今に繋がるベースになっている作品という意味で、大事な作品です。デビューして8年ほど経ち、ようやく直木賞の候補にもなり、作家としての位置付けが変わるきっかけとなりました。書き方を、それまでの作品と変えて、プロット重視ではなく、人をリスペクトして書くようにしたんです。

小説ではある期間を切り取っているけれど、約70人分の人生が根底にあって、それぞれがその人生を生きている人間だということを意識しながら書いたのがこの作品です。そういう意味で記念碑的な作品かな。それまではずっとミステリーのつもりで書いていたのに、書店では企業小説の棚にしか置いてもらえず、頭にきて、だったらと企業小説のつもりでこれを書いたら、今度は文芸の棚に入って。世の中わからないなと思いました(笑)。
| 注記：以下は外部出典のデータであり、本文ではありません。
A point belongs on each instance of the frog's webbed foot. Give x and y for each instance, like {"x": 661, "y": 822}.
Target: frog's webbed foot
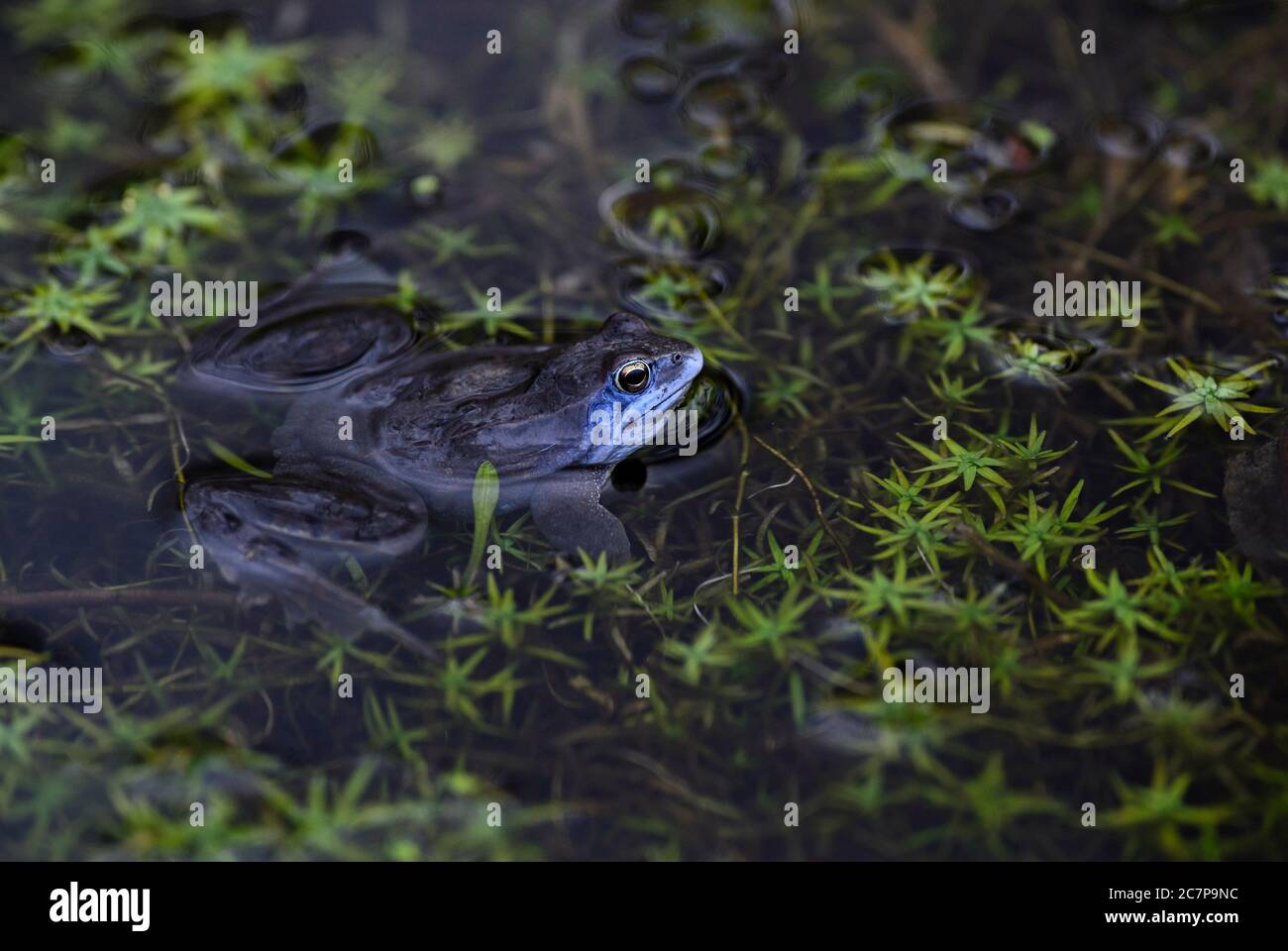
{"x": 567, "y": 510}
{"x": 269, "y": 538}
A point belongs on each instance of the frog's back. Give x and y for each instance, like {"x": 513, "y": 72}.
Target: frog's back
{"x": 432, "y": 419}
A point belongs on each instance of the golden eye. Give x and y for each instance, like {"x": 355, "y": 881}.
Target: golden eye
{"x": 632, "y": 376}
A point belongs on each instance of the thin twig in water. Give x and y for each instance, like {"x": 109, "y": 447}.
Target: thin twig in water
{"x": 818, "y": 505}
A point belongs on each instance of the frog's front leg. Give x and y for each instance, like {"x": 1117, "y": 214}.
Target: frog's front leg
{"x": 273, "y": 536}
{"x": 567, "y": 509}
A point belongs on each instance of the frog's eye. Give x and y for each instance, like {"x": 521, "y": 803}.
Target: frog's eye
{"x": 632, "y": 376}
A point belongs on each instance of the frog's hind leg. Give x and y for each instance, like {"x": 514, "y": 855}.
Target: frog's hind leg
{"x": 567, "y": 509}
{"x": 271, "y": 538}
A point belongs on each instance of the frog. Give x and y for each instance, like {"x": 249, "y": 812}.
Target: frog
{"x": 369, "y": 458}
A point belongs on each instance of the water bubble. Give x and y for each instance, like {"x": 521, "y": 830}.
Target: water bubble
{"x": 1127, "y": 136}
{"x": 726, "y": 159}
{"x": 986, "y": 213}
{"x": 647, "y": 20}
{"x": 724, "y": 101}
{"x": 1188, "y": 146}
{"x": 649, "y": 79}
{"x": 670, "y": 289}
{"x": 71, "y": 347}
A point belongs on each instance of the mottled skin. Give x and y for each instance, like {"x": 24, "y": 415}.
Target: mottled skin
{"x": 432, "y": 419}
{"x": 421, "y": 425}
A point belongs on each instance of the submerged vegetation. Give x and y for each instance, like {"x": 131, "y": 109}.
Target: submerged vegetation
{"x": 910, "y": 463}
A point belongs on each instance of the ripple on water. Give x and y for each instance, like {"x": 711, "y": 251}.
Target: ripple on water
{"x": 973, "y": 140}
{"x": 309, "y": 338}
{"x": 671, "y": 289}
{"x": 1129, "y": 136}
{"x": 649, "y": 77}
{"x": 722, "y": 101}
{"x": 984, "y": 211}
{"x": 671, "y": 217}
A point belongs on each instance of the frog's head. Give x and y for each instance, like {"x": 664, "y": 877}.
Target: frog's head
{"x": 625, "y": 371}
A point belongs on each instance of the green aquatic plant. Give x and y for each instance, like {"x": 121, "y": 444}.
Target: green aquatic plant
{"x": 918, "y": 286}
{"x": 55, "y": 305}
{"x": 1039, "y": 532}
{"x": 1202, "y": 394}
{"x": 1267, "y": 183}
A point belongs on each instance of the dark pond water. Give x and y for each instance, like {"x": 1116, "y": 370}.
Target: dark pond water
{"x": 909, "y": 453}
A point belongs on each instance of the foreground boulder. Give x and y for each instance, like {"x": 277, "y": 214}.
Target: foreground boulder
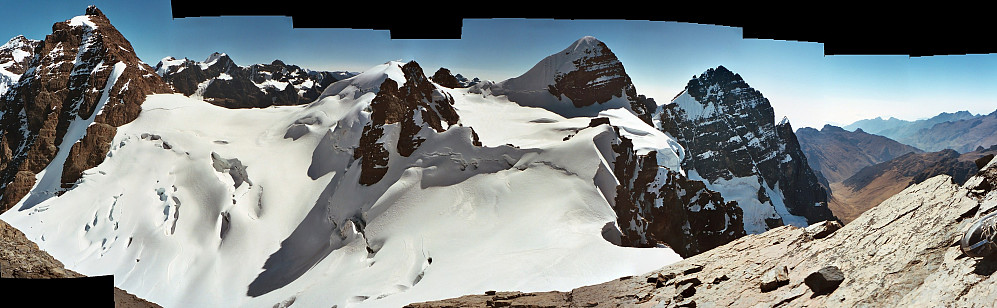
{"x": 902, "y": 253}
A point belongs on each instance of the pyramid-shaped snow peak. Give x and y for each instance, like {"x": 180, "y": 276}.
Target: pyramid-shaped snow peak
{"x": 580, "y": 80}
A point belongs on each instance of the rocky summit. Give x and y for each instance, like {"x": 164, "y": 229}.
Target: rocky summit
{"x": 83, "y": 82}
{"x": 219, "y": 81}
{"x": 903, "y": 253}
{"x": 732, "y": 141}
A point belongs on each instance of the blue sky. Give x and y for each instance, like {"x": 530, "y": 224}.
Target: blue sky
{"x": 660, "y": 57}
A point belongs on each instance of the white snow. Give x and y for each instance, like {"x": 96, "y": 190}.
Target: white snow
{"x": 367, "y": 82}
{"x": 449, "y": 220}
{"x": 167, "y": 64}
{"x": 47, "y": 183}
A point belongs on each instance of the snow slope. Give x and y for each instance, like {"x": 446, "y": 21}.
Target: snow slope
{"x": 201, "y": 206}
{"x": 533, "y": 88}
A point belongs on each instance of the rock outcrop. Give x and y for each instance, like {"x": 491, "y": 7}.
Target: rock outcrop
{"x": 838, "y": 154}
{"x": 15, "y": 56}
{"x": 218, "y": 80}
{"x": 961, "y": 131}
{"x": 655, "y": 205}
{"x": 84, "y": 81}
{"x": 732, "y": 141}
{"x": 581, "y": 80}
{"x": 444, "y": 78}
{"x": 414, "y": 105}
{"x": 903, "y": 253}
{"x": 876, "y": 183}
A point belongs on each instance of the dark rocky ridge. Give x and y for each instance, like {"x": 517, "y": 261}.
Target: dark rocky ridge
{"x": 961, "y": 131}
{"x": 57, "y": 90}
{"x": 838, "y": 154}
{"x": 15, "y": 56}
{"x": 655, "y": 205}
{"x": 256, "y": 86}
{"x": 739, "y": 138}
{"x": 598, "y": 78}
{"x": 902, "y": 253}
{"x": 395, "y": 104}
{"x": 595, "y": 78}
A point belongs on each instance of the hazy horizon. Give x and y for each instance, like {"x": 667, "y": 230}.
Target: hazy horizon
{"x": 800, "y": 82}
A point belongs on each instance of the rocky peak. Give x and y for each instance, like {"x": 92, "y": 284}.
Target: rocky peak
{"x": 414, "y": 105}
{"x": 732, "y": 142}
{"x": 902, "y": 253}
{"x": 219, "y": 81}
{"x": 50, "y": 116}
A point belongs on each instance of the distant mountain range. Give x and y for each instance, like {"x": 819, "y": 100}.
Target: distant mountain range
{"x": 961, "y": 131}
{"x": 838, "y": 154}
{"x": 862, "y": 169}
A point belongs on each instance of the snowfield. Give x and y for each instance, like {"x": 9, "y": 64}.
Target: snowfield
{"x": 201, "y": 206}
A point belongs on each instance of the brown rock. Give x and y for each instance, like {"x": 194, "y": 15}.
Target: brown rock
{"x": 56, "y": 93}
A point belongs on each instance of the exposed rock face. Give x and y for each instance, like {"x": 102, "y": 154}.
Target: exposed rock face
{"x": 902, "y": 253}
{"x": 84, "y": 72}
{"x": 587, "y": 74}
{"x": 15, "y": 56}
{"x": 732, "y": 141}
{"x": 442, "y": 77}
{"x": 218, "y": 80}
{"x": 838, "y": 154}
{"x": 962, "y": 135}
{"x": 464, "y": 82}
{"x": 657, "y": 205}
{"x": 21, "y": 258}
{"x": 875, "y": 183}
{"x": 417, "y": 104}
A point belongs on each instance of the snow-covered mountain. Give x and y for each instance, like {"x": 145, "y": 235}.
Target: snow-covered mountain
{"x": 733, "y": 143}
{"x": 581, "y": 80}
{"x": 15, "y": 56}
{"x": 83, "y": 82}
{"x": 387, "y": 188}
{"x": 961, "y": 131}
{"x": 220, "y": 81}
{"x": 444, "y": 78}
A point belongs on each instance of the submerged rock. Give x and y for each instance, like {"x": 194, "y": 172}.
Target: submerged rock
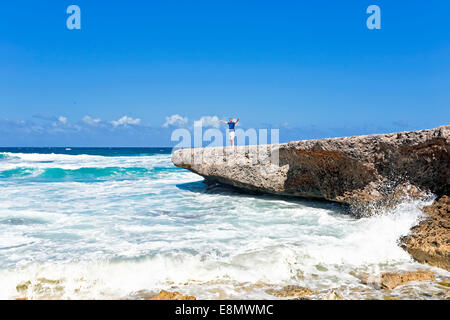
{"x": 429, "y": 241}
{"x": 291, "y": 291}
{"x": 391, "y": 280}
{"x": 363, "y": 171}
{"x": 166, "y": 295}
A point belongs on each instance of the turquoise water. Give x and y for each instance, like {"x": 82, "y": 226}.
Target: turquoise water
{"x": 116, "y": 223}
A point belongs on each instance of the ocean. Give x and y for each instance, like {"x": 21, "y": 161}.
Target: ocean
{"x": 125, "y": 223}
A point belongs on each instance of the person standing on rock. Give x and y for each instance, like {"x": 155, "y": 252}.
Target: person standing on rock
{"x": 231, "y": 133}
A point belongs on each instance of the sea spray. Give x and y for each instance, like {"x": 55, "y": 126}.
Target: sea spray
{"x": 162, "y": 228}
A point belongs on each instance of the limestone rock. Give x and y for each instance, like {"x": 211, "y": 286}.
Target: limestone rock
{"x": 166, "y": 295}
{"x": 429, "y": 241}
{"x": 291, "y": 291}
{"x": 391, "y": 280}
{"x": 359, "y": 170}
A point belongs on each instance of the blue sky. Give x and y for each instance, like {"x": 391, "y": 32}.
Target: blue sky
{"x": 310, "y": 68}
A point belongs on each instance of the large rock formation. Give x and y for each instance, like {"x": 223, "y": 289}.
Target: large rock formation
{"x": 429, "y": 241}
{"x": 361, "y": 171}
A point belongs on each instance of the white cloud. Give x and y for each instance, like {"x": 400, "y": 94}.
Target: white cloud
{"x": 210, "y": 121}
{"x": 125, "y": 121}
{"x": 90, "y": 121}
{"x": 62, "y": 119}
{"x": 175, "y": 120}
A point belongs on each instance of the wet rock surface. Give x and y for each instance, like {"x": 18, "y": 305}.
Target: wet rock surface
{"x": 166, "y": 295}
{"x": 391, "y": 280}
{"x": 291, "y": 291}
{"x": 357, "y": 170}
{"x": 429, "y": 241}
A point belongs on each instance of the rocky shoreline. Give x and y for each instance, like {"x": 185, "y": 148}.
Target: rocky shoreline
{"x": 429, "y": 241}
{"x": 368, "y": 173}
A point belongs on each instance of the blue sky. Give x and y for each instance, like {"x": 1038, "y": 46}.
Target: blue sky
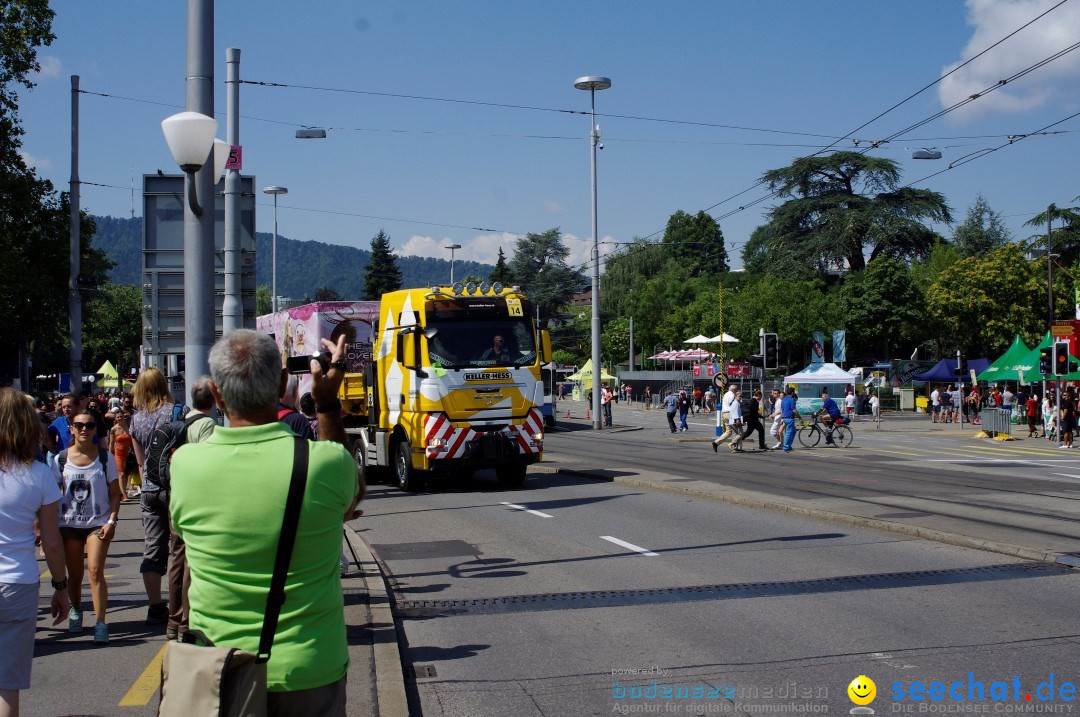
{"x": 428, "y": 167}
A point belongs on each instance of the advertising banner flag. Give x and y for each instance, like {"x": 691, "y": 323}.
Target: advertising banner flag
{"x": 818, "y": 348}
{"x": 839, "y": 347}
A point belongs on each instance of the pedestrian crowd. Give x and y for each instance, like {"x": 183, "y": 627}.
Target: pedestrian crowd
{"x": 68, "y": 463}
――実際に起こり得そうな事件を、フィクションとして書くというのは、難しいところもたくさんあるのかと思いますが……。

これは、リコール隠しという事件をモチーフにして、エンタテインメントとして組み直したものです。「形は違っても、どこにでも起きそうな事件だ」と思っていただければ。なぜそういうことが起きてしまうのか、通底する構造があるのではないでしょうか。